Abhishek Srivastava of The Times of India gave 3.5 out of 5 stars and wrote "IB71 is an engaging watch that sheds light on a remarkable chapter of history, instilling a sense of pride in our intelligence network. With a runtime of nearly two hours, the film maintains a screenplay that keeps the audience captivated throughout, ensuring there is never a dull moment." Shaheen Irani of OTTplay gave 3.5 out of 5 stars and wrote "IB 71 is a good deal if you want an entertaining weekend watch. It is not the best film out there but for the most bits, it will leave you with a smile."

Monika Rawal Kukreja of Hindustan Times wrote "Aditya Shastri's story is intriguing and holds a lot of potential to keep you hooked. What doesn't really work is the screenplay for which six people are credited -- Sankalp Reddy, Arjun Varma, E. Vasudeva Reddy, Arun Bhimavarapu, Gargee Singh and Abhimanyu Srivastava. For the longest time, they looked like disjoined and scattered pieces of a puzzle. Even when the story is picking pace, there is very little or no connect with how it unfolds for audiences to understand." Vinamra Mathur of Firstpost gave 2.25 out of 5 stars and wrote "Vidyut Jammwal gives his brawn a rest and lets his brain do the talking in this mildly engrossing but otherwise trite thriller." Saibal Chatterjee of NDTV gave 2.5 out of 5 stars and wrote "IB71 leaves one with the nagging feeling that it could have been a much better film has the writing been a less of the by-the-numbers kind. But even as a middling spy drama, it is not without its moments."

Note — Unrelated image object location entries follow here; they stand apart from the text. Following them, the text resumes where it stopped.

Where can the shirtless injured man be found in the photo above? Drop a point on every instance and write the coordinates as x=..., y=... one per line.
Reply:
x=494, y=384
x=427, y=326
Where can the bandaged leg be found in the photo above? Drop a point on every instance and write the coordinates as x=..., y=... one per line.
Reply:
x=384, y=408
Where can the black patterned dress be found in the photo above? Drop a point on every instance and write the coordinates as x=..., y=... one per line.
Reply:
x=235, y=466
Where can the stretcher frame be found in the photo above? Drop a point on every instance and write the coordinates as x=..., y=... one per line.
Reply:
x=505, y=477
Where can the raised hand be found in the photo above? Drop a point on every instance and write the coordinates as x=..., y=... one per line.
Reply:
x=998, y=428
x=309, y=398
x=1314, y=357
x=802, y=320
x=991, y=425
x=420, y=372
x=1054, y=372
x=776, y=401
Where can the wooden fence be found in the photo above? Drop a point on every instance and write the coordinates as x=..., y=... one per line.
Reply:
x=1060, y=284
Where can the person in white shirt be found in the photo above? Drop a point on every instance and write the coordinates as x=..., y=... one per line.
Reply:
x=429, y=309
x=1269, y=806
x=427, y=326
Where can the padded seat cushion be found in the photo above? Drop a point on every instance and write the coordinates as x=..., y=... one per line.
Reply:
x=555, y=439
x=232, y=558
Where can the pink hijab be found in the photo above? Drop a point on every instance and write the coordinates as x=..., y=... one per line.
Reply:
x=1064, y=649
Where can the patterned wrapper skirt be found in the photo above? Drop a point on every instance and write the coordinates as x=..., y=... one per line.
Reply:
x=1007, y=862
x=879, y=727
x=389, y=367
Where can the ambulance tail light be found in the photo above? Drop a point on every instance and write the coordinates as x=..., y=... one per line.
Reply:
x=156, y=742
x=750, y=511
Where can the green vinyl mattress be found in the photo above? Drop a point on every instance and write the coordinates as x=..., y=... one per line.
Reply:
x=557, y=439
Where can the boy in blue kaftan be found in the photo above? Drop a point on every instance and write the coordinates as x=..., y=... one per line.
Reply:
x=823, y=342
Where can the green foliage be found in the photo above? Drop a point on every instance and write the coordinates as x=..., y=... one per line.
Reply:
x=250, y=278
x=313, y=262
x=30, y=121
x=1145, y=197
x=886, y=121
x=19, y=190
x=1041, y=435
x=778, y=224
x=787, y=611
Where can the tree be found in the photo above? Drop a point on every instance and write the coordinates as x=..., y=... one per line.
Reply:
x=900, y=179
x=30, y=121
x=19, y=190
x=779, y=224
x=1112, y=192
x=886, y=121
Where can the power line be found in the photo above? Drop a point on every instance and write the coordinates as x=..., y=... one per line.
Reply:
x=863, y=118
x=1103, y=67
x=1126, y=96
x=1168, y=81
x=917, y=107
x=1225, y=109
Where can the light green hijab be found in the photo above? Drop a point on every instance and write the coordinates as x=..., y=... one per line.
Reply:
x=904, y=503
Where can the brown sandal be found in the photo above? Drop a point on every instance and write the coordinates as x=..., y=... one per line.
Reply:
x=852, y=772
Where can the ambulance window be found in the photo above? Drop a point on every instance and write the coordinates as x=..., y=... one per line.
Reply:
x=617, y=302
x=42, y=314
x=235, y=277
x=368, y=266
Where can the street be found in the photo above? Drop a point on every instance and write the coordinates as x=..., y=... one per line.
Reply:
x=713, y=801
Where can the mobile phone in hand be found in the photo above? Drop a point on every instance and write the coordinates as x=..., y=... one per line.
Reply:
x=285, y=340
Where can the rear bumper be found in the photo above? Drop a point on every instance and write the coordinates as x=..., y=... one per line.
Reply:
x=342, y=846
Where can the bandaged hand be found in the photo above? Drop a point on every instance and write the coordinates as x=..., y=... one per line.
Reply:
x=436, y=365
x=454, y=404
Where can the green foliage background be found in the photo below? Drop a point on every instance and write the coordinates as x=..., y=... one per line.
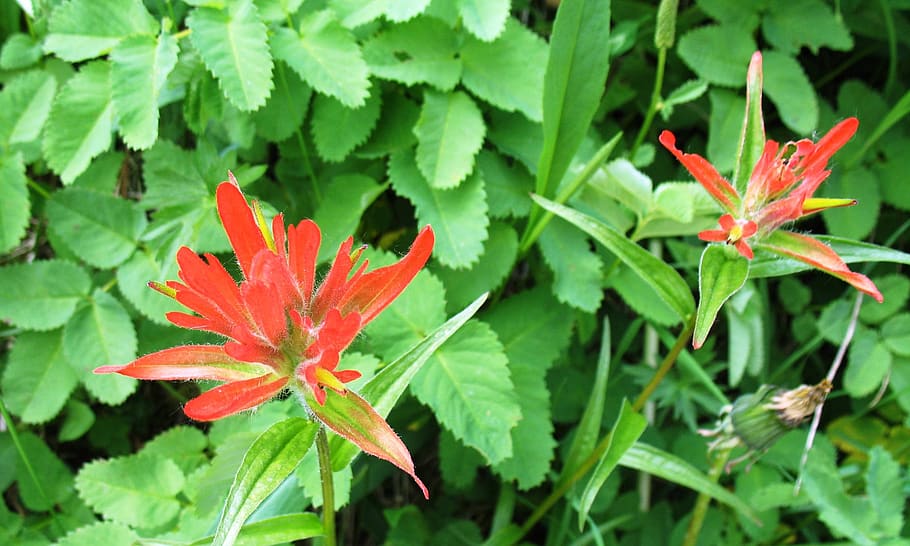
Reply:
x=119, y=117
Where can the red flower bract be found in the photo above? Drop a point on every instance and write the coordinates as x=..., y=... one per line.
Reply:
x=281, y=330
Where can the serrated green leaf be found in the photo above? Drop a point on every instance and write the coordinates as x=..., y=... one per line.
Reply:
x=721, y=273
x=717, y=54
x=15, y=208
x=508, y=72
x=499, y=253
x=101, y=229
x=140, y=66
x=321, y=46
x=338, y=215
x=138, y=490
x=41, y=295
x=100, y=333
x=467, y=385
x=83, y=29
x=25, y=104
x=79, y=126
x=458, y=216
x=337, y=130
x=424, y=50
x=449, y=134
x=532, y=342
x=577, y=270
x=484, y=18
x=37, y=380
x=234, y=46
x=283, y=113
x=271, y=459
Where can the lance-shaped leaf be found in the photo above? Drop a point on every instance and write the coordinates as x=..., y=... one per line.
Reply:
x=271, y=459
x=352, y=417
x=722, y=272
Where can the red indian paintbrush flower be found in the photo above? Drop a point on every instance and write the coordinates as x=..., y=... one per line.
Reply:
x=282, y=331
x=780, y=190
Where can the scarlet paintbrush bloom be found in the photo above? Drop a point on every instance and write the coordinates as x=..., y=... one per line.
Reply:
x=779, y=191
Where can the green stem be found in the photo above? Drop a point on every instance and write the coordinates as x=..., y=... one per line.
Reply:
x=328, y=488
x=655, y=102
x=703, y=500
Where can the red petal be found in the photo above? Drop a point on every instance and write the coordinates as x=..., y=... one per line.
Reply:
x=232, y=398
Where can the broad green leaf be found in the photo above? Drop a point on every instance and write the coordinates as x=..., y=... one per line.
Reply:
x=468, y=386
x=388, y=385
x=717, y=53
x=532, y=343
x=25, y=103
x=99, y=333
x=140, y=66
x=449, y=133
x=317, y=50
x=337, y=129
x=573, y=85
x=577, y=270
x=234, y=46
x=499, y=253
x=458, y=216
x=79, y=126
x=271, y=459
x=283, y=113
x=788, y=87
x=41, y=295
x=37, y=380
x=15, y=208
x=138, y=490
x=721, y=273
x=338, y=215
x=671, y=288
x=83, y=29
x=508, y=72
x=101, y=229
x=101, y=532
x=484, y=18
x=424, y=50
x=664, y=465
x=627, y=429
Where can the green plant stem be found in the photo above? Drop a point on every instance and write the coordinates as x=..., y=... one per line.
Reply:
x=703, y=500
x=564, y=485
x=655, y=102
x=328, y=488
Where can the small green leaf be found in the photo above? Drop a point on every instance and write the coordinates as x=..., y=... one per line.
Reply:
x=627, y=429
x=83, y=29
x=449, y=133
x=458, y=216
x=41, y=295
x=467, y=385
x=721, y=273
x=79, y=126
x=321, y=46
x=101, y=229
x=234, y=46
x=138, y=490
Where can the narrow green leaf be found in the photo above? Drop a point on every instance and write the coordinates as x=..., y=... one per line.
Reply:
x=321, y=46
x=671, y=288
x=79, y=126
x=664, y=465
x=234, y=46
x=721, y=273
x=449, y=133
x=271, y=459
x=627, y=429
x=141, y=65
x=41, y=295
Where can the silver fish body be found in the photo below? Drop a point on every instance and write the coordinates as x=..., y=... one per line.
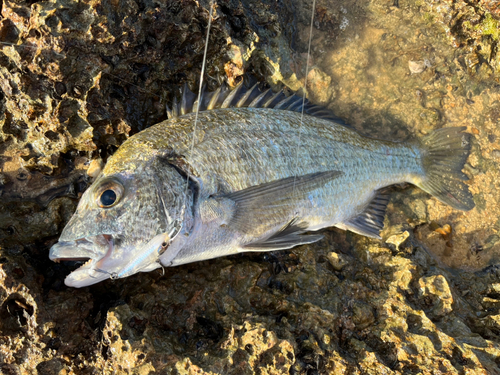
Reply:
x=257, y=179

Zinia Bandyopadhyay of India Today gave 2.5 out of 5 stars and wrote "Vidyut Jammwal's IB 71, which is based on true events, is an account of what happened during the Indo-Pak War of 1971. With a sluggish first half, followed by a thrilling second half, the film is a decent thriller." Shubhra Gupta of The Indian Express gave 1.5 out of 5 stars and wrote "This Vidyut Jammwal film IB71 claims to have been cobbled together from actual events, but the execution is both simplistic-comic-book and convoluted."

===Box office===
As of 29 June, the film collected ₹29.19 crore.